Shark Girl by Kelly Bingham
My rating: 1 of 5 stars
Received: Publisher
Publication Date: April 10th, 2007
Publisher: Candlewick Press
Point of View: 1st Person & Feminine
Recommended Age: 12+
Pacing: Slow
Genres & Themes: Young Adult, Bad Book, Fake Poetry
BLURB:
On a sunny day in June, at the beach with her mom and brother, fifteen-year-old Jane Arrowood went for a swim. And then everything — absolutely everything — changed. Now she’s counting down the days until she returns to school with her fake arm, where she knows kids will whisper, “That’s her — that’s Shark Girl,” as she passes. In the meantime there are only questions: Why did this happen? Why her? What about her art? What about her life? In this striking first novel, Kelly Bingham uses poems, letters, telephone conversations, and newspaper clippings to look unflinchingly at what it’s like to lose part of yourself – and to summon the courage it takes to find yourself again.
This is the worst book I have read this year. Of course, my opinion is subjective, but God am I disappointed this wasn’t even a little tiny minuscule bit better.
It’s supposed to be poetic, told in verse. But this isn’t what I call poetry and I’m positive real poets, like Walt Whitman, Emily Dickinson and William Shakespeare have been turning in their graves since the publication of this… er, book.

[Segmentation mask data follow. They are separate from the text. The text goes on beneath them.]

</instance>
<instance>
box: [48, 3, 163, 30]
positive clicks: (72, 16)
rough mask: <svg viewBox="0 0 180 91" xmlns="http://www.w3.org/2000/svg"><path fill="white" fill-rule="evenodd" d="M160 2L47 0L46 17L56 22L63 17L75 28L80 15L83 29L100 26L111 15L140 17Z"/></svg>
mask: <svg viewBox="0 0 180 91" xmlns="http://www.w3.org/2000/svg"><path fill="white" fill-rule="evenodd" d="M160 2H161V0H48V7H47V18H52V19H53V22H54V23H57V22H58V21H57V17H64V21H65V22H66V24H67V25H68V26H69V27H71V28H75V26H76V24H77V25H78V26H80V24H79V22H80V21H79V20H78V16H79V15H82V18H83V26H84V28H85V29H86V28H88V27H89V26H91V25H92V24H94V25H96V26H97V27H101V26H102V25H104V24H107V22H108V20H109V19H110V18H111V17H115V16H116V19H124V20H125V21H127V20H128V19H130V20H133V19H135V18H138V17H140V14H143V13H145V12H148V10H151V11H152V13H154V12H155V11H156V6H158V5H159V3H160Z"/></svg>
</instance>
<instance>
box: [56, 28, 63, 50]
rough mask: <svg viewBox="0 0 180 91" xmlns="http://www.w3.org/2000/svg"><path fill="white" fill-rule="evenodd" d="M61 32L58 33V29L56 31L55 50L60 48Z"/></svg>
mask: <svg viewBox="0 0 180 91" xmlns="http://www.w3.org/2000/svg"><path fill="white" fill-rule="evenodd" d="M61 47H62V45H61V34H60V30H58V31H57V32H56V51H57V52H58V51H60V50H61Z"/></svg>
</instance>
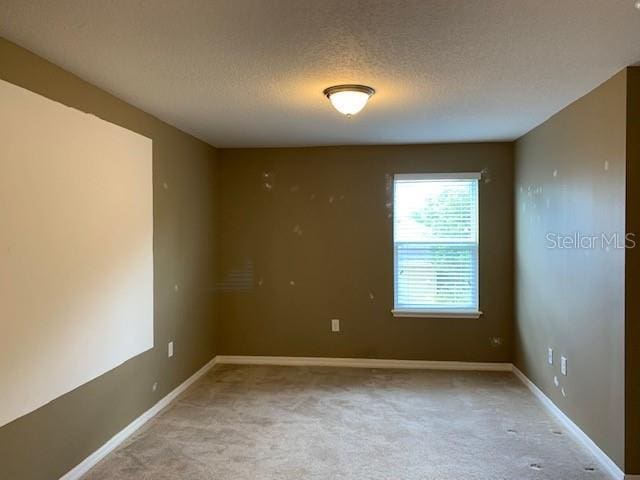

There’s nothing poetic about it,
unless you consider this,
poetry.
But I hope you don’t,
because this is
garbage.
I watched the movie Soul Surfer and adored it—I love survival stories—but this was awfully boring and awfully written. I think if it weren’t told in verse it would have had a chance with me, but it’s not possible now. I can give this ‘‘story’’ as many chances as I can, and yet, I’m still never going to change my mind about it.
And it’s not as if I just really dislike books told in verse, because I read Brown Girl Dreaming not so long ago and found it fantastic. And it’s not as if all of those poems rhymed, so that’s not the problem either.
The problem is this doesn’t feel like a story. It feels as though the author collected short thoughts she wrote as I am writing here and decided at the last minute to go back and skip lines to create some kind of verse style (and I use the word very loosely) but failed miserably at it.
I found no point whatsoever in reading this. I’d rather read something truthfully poetic.